GPCRTooKit: A Computational Platform for Structural Comparison of GPCR Crystal Structures and Homology Model Refinement

Abstract

G-protein coupled receptors (GPCRs) constitute an important family of transmembrane receptors that regulate major life processes including sensory perception, cell proliferation and hormonal regulation. In lieu of the recent surge in GPCR crystal structures, structure based drug design methods are becoming more viable for GPCRs. However there is a huge disparity in the number of GPCR structures available and the number of GPCRs being studied in research. Thus homology models play an important role in a wide variety of GPCR research ranging from drug design to studying the functional mechanisms in these receptors. GPCR homology models do not capture the critical structural differences between the template and the GPCR being investigated.We have developed GPCRToolKit that lays the computational framework for building GPCR based modeling tools.

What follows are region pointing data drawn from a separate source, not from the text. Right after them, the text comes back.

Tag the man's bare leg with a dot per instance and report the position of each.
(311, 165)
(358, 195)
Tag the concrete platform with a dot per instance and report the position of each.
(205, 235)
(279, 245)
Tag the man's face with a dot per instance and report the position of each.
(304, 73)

We have developed a robust and accurate homology model refinement method called LITiCon2.0, based on optimizing the helical translation, rotational orientation, tilt and gyration angles of the seven helices. The structural differences between two GPCRs stem mostly from the rigid body degrees of freedom. The algorithm is highly parallel to enhance the computational speed. We have tested and validated this method by refining the homology models of several class A GPCRs with known crystal structures, one of them being the chemokine CXCR4 using β2-adrenergic receptor as template. We have also analyzed the statistical distribution of translations, tilts and rotations of TM helices in all available GPCR crystal structures. We found that TM3 and TM7 showed relatively less variation in rigid body orientation compared to the other helices. Overall, TM4 and TM5 showed the highest diversity in spatial orientation among the TM domains. These results along with the description and validation of the LITiCon2.0 method will be presented.